Calculator
Example Data Table
Use these sample cases to verify the calculator behavior.
| Method | Input set | Delay | Note |
|---|---|---|---|
| Propagation | 150 m, velocity factor 0.66 | 0.758 us | Useful for cable and path timing checks. |
| Phase | 90 degrees at 1 kHz | 250 us | Useful for control loops and AC analysis. |
| Cycle | 2.5 cycles at 50 Hz | 50 ms | Good for waveform timing and sequencing. |
| Sample | 128 samples at 48 kS/s | 2.667 ms | Useful for DSP buffering and audio chains. |
| Serialization | 12000 bits at 100 Mbps | 120 us | Useful for packet and payload timing. |
Formula Used
| Method | Formula | Meaning |
|---|---|---|
| Propagation delay | t = d / v | Delay equals path length divided by propagation speed. |
| Phase delay | t = φ / (360 × f) | Delay comes from phase angle and operating frequency. |
| Cycle-based delay | t = N / f | Delay equals number of cycles divided by frequency. |
| Sample delay | t = N / fₛ | Delay equals buffered samples divided by sample rate. |
| Serialization delay | t = bits / bitrate | Delay equals transmitted bit count divided by line rate. |
| Stage adjustment | t_total = t × stages | Identical stages multiply the base delay. |
| Margin adjustment | t_design = t_total × (1 + m/100) | Safety margin increases the design value. |
For propagation delay, the light-speed constant used here is 299,792,458 m/s.
How to Use This Calculator
- Choose the delay model that matches your engineering problem.
- Enter the relevant values and units for that method.
- Add stage count if the same delay repeats in series.
- Add a safety margin when you need a design allowance.
- Select a preferred output unit or keep automatic formatting.
- Press the calculate button to show the result above the form.
- Review the chart, conversions, and summary table.
- Use the CSV or PDF buttons to save your result or examples.
Frequently Asked Questions
1) What is delay time in engineering?
Delay time is the elapsed time between an input event and the corresponding output event.
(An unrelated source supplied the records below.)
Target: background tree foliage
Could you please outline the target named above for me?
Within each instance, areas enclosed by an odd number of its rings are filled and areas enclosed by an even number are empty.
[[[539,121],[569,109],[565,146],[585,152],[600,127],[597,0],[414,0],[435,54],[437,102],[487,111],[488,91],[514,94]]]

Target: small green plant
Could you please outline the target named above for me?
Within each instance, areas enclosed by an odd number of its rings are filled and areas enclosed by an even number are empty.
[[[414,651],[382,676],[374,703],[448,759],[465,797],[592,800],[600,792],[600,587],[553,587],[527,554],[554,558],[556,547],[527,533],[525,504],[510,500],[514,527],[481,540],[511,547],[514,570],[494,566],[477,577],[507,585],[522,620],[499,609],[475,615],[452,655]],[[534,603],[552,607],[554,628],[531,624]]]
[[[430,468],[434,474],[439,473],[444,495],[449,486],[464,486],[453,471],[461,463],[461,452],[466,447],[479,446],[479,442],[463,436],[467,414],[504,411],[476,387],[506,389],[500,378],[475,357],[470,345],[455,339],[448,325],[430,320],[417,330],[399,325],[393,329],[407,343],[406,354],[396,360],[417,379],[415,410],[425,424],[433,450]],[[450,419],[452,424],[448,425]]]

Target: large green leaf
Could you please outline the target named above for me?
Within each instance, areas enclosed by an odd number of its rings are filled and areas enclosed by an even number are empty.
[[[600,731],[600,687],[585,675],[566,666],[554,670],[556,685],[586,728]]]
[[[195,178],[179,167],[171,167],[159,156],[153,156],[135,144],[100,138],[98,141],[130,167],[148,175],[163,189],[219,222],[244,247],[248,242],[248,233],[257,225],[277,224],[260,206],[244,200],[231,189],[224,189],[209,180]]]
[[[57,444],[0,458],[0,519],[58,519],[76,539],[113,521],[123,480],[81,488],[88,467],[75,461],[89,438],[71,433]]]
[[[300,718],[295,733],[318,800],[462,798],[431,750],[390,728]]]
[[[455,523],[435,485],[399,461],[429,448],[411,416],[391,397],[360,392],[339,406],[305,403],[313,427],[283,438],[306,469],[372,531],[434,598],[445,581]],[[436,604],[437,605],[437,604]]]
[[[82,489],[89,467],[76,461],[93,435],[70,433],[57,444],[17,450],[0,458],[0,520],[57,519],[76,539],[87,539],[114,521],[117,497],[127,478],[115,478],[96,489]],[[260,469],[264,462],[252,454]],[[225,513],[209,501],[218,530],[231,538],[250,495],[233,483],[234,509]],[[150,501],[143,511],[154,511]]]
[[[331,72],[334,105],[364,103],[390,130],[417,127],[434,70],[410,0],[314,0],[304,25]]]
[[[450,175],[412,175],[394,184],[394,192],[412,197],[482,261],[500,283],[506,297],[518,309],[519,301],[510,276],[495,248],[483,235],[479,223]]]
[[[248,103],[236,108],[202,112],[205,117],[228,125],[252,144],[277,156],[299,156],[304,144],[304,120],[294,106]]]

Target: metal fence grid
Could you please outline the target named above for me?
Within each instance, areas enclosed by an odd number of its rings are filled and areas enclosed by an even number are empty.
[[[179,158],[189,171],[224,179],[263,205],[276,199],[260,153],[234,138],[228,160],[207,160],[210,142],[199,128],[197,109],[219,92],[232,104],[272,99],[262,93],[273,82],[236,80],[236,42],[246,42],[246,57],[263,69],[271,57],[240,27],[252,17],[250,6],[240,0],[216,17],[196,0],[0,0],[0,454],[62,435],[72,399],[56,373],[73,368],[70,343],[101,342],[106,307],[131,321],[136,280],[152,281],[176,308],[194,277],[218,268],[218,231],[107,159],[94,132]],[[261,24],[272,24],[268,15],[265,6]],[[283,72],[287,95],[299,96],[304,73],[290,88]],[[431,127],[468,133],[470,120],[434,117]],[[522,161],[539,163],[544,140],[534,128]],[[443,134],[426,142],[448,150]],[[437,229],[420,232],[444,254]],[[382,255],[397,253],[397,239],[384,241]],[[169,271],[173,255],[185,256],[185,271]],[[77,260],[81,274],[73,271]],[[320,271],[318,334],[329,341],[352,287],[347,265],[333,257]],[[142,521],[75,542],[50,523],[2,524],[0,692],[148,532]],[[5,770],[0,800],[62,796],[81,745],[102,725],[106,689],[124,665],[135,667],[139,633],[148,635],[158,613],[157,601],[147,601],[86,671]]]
It appears in cables, filters, digital links, control loops, buffers, and processing chains.
2) Which method should I choose?
Use propagation for travel through a medium, phase for angle-to-time conversion, cycle mode for periodic signals, sample mode for buffered systems, and serialization for transmitted data.
3) Does stage count multiply the result?
Yes. If the same delay block repeats several times in series, the calculator multiplies the base delay by the stage count before applying any safety margin.
4) What does safety margin do?
Safety margin increases the stage-adjusted delay by a chosen percentage. It is helpful when you need conservative timing for design reviews, tolerance stacking, or field uncertainty.
5) Can phase delay be negative?
This calculator reports delay as a positive time magnitude. If your phase value is negative, the magnitude is still useful for timing comparison and latency budgeting.
6) What units are supported?
The tool supports distance, frequency, sample-rate, speed, bitrate, and time-unit choices. It also shows equivalent final results in seconds, milliseconds, microseconds, and nanoseconds.
7) Is serialization delay the same as network latency?
No. Serialization delay covers only the time needed to place bits on a link. Full network latency also includes propagation, switching, queuing, processing, and protocol overhead.
8) Why does the chart change shape?
The chart tracks the selected driving variable for the chosen method. Because each formula is linear in its main variable here, the plot changes slope when your system parameters change.